Pamiętaj, że zawsze lepiej ustalić zasady wcześniej niż później reagować w trakcie pracy. Szczególnie, że czasami – zwłaszcza na początku – trudno wyjaśnić najbliższym, że Twoje przebywanie w domu nie oznacza automatycznie, że jesteś zawsze do ich dyspozycji.
6. Miej stałe miejsce do pracy
Zadbaj o to, by wydzielić kąt, który jednoznacznie będzie wszystkim kojarzyć się z Twoją pracą.
Pomyśl o tym w ten sposób: każde z pomieszczeń w domu spełnia konkretną funkcję: w kuchni się gotuje, w sypialni śpisz a w pokoju z telewizorem odpoczywasz przed ekranem.

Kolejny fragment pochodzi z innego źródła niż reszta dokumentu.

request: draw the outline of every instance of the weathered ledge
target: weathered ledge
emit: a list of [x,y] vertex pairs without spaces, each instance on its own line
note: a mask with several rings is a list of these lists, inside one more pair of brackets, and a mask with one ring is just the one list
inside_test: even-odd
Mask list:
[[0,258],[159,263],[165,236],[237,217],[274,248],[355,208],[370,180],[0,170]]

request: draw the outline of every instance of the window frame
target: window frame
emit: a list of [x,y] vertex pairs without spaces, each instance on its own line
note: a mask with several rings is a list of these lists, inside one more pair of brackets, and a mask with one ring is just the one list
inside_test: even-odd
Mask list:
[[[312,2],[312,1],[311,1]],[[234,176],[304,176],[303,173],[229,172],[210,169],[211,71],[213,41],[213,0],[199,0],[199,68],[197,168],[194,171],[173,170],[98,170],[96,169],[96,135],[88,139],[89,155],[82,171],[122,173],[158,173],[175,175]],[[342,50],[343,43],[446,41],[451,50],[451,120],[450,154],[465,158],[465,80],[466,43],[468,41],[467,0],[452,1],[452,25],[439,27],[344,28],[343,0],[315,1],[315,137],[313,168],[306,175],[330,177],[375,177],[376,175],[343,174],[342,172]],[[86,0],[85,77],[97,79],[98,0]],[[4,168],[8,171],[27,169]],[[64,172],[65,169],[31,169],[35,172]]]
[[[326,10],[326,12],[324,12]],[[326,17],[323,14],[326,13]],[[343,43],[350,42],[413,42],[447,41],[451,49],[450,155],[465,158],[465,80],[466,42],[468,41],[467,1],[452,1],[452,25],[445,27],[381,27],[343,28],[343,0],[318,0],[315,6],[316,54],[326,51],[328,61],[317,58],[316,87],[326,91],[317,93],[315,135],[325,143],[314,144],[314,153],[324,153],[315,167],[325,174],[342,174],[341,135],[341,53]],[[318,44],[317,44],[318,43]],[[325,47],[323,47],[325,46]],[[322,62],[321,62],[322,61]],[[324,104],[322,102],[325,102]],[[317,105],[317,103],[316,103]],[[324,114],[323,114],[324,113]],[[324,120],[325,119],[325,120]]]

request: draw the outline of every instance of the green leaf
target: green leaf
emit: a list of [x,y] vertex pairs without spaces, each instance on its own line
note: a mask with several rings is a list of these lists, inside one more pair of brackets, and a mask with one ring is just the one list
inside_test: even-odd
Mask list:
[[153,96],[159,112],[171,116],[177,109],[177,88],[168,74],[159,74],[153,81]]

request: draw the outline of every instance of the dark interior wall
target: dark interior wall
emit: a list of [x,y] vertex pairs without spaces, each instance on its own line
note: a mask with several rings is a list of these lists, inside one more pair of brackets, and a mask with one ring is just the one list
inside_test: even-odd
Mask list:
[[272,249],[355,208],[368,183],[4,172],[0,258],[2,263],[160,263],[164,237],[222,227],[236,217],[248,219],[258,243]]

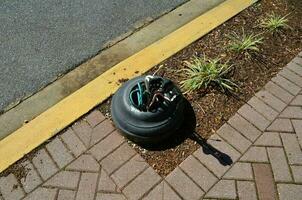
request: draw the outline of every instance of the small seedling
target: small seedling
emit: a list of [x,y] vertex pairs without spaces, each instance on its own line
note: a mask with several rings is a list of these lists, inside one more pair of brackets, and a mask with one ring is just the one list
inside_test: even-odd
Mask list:
[[181,81],[181,87],[186,93],[201,88],[206,89],[210,85],[218,85],[223,92],[237,87],[234,82],[226,78],[232,65],[221,63],[220,59],[194,57],[191,62],[186,61],[185,65],[183,71],[187,79]]
[[287,22],[287,16],[289,14],[285,15],[285,16],[280,16],[280,15],[276,15],[275,13],[269,14],[266,18],[261,20],[260,26],[262,28],[266,28],[271,32],[276,32],[279,31],[281,29],[285,29],[285,28],[291,28]]
[[258,45],[263,43],[263,37],[260,37],[260,34],[247,35],[244,29],[242,29],[241,35],[234,32],[228,38],[231,40],[229,49],[236,52],[259,51]]

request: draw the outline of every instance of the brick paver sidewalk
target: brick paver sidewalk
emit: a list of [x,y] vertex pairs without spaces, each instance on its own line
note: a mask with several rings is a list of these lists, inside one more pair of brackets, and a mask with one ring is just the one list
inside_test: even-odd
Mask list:
[[302,53],[198,149],[160,177],[93,111],[0,178],[1,200],[302,199]]

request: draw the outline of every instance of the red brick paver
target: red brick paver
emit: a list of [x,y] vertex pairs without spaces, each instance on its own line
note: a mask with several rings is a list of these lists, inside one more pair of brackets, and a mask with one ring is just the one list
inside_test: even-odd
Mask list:
[[281,70],[208,143],[222,156],[200,147],[160,177],[94,110],[22,161],[23,176],[0,177],[0,200],[301,199],[302,59]]
[[275,200],[277,192],[269,164],[253,164],[259,199]]

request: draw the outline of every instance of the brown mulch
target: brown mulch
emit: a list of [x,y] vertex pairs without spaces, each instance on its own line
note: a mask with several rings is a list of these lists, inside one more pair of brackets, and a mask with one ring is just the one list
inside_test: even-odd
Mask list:
[[[300,8],[300,10],[298,9]],[[184,61],[193,56],[222,58],[234,65],[231,79],[239,85],[236,95],[224,94],[211,88],[207,91],[197,91],[186,94],[196,115],[196,132],[203,138],[215,133],[246,101],[260,90],[275,74],[302,50],[302,5],[300,0],[263,0],[254,4],[236,17],[216,28],[211,33],[191,44],[156,66],[159,75],[172,79],[179,84],[184,77],[179,69],[184,68]],[[289,15],[291,29],[277,33],[267,32],[259,27],[259,21],[268,13]],[[229,51],[228,35],[236,32],[246,34],[261,34],[263,44],[259,45],[259,53],[238,54]],[[100,110],[108,115],[109,101]],[[168,149],[151,151],[144,150],[130,143],[140,155],[162,176],[169,174],[186,157],[200,146],[191,139],[185,139],[177,146]]]

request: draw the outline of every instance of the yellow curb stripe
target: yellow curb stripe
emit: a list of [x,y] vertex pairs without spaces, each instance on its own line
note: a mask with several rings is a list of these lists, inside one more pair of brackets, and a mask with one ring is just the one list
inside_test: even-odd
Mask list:
[[0,172],[60,132],[119,87],[185,48],[253,4],[255,0],[227,0],[163,39],[125,59],[0,141]]

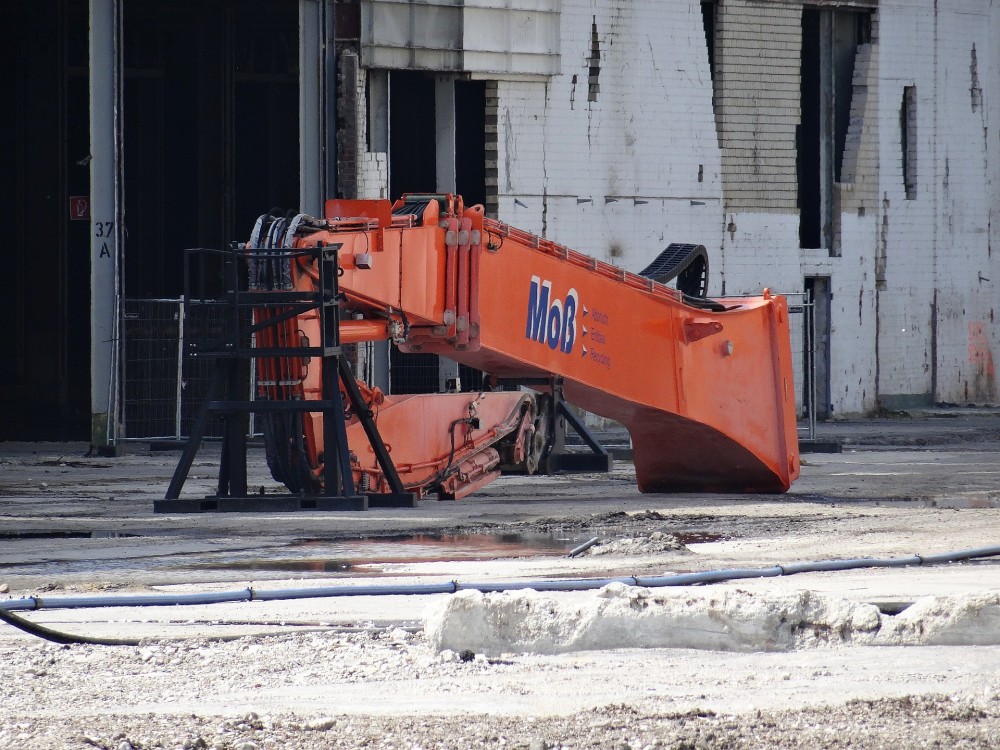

Robienie czegoś w przestrzeni do tego nie przeznaczonej zazwyczaj nie jest tak efektywne.
Jeszcze pół biedy jeśli Twoje dzieci idą do szkoły, a partner/partnerka też gdzieś wychodzi. Jest o wiele ciężej jeśli jesteś zawalony projektami a dom jest pełen ludzi walczących o Twoją uwagę.
W takich momentach nawet prośba o to, by nikt Ci nie przeszkadzał w konkretnych godzinach może na wiele się nie zdać. Na pewno wiesz co mam na myśli. 🙂
Wtedy warto przygotować sobie osobne miejsce na biurku czy domowym stole. Niech to będzie jasny sygnał dla reszty, że jeśli siedzisz tam z laptopem pod ręką to znaczy, że jesteś naprawdę zajęty.
Ty też będziesz czuł się o wiele bardziej komfortowo pracując w takich warunkach, wiedząc, że w tym czasie nikt nie będzie zawracał Ci głowy drobnymi sprawami.
7. Rób przerwy
Wpadasz we flow, a robota pali Ci się w rękach? Atakujesz kolejne zadania z mocą boksera?
Znakomicie.
Niby wszystko jest w porządku, ale nie do końca.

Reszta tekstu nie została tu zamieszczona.